The above chart (courtesy of DoubleClick) shows the percentage change in share of total advertising spend by consumer medium over the 2000 to 2004 interval. So, imagine two pie charts representing ad spend by medium; this graph shows the change in share. Internet’s share is up 53%, radio is flat, magazine and newspaper share is significantly down, and both TV and Other (outdoor advertising, etc.) is slightly up.

Importantly, though the Internet shows massive growth, it’s still a small part of the pie.
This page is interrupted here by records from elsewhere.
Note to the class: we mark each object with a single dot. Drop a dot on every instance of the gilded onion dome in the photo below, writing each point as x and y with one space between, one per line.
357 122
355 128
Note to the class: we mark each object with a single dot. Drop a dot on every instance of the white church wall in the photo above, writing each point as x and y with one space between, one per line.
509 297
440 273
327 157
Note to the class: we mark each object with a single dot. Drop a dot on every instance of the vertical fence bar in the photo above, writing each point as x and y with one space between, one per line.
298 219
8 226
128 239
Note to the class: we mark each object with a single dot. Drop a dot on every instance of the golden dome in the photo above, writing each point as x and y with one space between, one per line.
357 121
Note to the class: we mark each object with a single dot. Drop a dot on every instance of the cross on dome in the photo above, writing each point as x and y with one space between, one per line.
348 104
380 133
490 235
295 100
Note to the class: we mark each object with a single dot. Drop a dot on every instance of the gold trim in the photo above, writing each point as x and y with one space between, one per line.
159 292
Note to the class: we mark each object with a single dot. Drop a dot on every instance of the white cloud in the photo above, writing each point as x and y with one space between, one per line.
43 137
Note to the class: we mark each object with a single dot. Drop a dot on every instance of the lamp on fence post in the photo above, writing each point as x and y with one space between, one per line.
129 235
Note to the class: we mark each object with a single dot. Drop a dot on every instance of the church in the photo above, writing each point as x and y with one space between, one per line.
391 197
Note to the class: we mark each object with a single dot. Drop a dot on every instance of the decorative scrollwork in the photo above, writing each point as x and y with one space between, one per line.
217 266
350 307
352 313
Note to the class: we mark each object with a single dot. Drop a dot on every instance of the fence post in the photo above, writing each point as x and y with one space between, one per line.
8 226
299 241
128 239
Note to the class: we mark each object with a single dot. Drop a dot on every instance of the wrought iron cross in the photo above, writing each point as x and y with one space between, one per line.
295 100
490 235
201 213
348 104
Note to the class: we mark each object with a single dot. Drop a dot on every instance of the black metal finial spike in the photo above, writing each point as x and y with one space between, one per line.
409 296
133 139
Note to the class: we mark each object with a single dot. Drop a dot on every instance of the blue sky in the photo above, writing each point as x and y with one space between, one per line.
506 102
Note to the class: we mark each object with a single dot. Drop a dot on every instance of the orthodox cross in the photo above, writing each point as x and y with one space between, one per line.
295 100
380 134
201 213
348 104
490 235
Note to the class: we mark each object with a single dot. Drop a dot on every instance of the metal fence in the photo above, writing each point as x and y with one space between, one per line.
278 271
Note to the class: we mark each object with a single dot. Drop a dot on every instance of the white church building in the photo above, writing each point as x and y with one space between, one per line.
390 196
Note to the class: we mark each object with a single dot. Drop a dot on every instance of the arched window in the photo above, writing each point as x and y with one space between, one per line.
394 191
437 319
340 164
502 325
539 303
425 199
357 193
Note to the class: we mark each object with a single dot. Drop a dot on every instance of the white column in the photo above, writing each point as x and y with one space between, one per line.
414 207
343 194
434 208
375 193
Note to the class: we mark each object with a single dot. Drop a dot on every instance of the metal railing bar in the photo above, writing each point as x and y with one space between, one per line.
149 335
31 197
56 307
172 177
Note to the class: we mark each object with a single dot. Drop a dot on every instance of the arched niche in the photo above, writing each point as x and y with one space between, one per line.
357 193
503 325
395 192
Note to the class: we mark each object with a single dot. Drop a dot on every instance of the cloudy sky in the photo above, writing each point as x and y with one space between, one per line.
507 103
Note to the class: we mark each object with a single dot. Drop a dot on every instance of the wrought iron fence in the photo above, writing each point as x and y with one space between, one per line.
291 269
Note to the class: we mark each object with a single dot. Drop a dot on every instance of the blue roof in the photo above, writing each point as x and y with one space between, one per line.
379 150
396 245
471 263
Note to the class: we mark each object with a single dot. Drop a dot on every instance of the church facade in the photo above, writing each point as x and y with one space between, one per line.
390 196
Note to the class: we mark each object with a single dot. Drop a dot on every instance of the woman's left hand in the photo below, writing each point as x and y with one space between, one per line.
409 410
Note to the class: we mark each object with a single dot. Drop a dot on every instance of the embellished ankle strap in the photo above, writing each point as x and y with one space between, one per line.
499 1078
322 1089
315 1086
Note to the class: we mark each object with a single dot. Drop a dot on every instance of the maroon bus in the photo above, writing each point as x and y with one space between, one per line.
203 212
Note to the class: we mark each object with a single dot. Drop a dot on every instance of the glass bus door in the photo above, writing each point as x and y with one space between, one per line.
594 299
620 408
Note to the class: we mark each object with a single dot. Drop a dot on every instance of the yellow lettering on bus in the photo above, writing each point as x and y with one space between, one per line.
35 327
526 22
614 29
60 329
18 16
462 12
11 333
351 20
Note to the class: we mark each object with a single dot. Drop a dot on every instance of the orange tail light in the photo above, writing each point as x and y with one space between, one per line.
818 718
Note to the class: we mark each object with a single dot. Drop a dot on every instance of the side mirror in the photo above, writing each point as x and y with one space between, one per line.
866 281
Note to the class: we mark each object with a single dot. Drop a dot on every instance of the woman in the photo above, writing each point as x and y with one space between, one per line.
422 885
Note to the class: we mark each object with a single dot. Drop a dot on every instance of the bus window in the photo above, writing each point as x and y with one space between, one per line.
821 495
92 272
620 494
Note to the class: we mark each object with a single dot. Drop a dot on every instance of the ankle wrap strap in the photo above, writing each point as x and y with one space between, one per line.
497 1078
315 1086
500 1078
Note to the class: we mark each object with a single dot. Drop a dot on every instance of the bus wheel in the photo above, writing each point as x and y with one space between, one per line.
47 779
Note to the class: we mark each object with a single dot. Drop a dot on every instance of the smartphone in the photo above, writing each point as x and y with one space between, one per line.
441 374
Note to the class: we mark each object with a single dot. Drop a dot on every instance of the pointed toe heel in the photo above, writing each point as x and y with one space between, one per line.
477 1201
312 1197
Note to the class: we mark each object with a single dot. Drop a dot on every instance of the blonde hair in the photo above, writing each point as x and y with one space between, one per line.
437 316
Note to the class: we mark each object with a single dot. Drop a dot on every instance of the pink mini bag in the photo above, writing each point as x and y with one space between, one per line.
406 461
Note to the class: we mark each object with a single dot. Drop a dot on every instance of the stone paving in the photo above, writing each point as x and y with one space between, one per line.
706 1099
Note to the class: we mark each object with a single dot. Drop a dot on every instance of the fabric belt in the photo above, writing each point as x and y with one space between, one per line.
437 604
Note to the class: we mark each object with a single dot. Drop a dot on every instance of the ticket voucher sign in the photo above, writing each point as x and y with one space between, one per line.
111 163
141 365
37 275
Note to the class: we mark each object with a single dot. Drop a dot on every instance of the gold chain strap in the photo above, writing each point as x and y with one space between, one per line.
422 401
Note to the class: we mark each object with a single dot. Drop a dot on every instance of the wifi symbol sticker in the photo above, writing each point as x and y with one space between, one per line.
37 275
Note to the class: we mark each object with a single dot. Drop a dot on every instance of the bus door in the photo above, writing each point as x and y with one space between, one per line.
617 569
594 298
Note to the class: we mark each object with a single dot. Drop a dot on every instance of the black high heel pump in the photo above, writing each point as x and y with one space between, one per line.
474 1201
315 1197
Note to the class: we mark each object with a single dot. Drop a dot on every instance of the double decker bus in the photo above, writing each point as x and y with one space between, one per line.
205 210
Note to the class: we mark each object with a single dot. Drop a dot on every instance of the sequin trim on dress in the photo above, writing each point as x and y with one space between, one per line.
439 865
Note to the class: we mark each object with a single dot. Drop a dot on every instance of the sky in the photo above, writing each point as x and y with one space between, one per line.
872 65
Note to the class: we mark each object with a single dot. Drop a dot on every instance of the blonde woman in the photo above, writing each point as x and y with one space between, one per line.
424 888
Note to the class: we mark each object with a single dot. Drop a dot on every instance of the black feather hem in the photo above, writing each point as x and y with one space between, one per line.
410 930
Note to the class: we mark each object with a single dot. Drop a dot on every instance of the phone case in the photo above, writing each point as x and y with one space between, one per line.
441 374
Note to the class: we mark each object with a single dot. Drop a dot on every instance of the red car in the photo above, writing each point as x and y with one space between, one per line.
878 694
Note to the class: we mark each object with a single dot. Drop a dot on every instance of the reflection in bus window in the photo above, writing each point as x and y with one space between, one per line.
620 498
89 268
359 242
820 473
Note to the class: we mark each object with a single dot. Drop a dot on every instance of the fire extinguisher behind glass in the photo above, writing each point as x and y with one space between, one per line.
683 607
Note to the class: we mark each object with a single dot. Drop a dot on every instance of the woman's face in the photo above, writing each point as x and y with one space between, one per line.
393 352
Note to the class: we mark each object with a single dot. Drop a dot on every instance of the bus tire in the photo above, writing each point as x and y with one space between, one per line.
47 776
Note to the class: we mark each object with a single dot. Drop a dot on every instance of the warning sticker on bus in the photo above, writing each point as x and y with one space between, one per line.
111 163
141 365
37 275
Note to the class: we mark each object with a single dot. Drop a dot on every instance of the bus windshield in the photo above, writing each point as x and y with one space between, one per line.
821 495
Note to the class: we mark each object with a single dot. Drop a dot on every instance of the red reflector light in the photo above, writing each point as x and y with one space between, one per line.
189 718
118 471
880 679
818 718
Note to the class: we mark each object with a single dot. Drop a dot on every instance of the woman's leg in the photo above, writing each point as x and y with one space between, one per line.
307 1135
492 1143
In 2005, $12.5 bln was spent in domestic online advertising (see Interactive Advertising Bureau release here), or nearly 5% of total domestic ad spend. There’s plenty of room for growth, and what we’re really going to see is a massive move to IP – whether it’s labeled Internet, the TV you watch 5 years from now that’s being delivered via Internet Protocol will have targeted advertising.

Still, there are challenges to the digital ad model. Today, there’s a big ad rate gap in most verticals (information tech media is a significant exception) – the COO of Dow Jones mentioned some time ago that the CPM for print readers of the Wall Street Journal is $75 vs an online CPM of $25 (from a blog post which I can’t seem to locate; if anyone has updated figures, I’d appreciate it). Who knows exactly how this dynamic is going to shake out, but as one of my colleagues likes to point out, the net present value of a customer acquired through different media should converge. That will be punctuative.

And hopefully, we’ll see other models emerge. As I’ve written about before, we’re going to see some select service providers enabling success. For example, it seems, as our information/content inflows become more and more diverse, I expect “trust” initiatives/services will become especially important (note Technorati’s “authority” search filter).

Time to go back to “my media.” Hope this fit yours.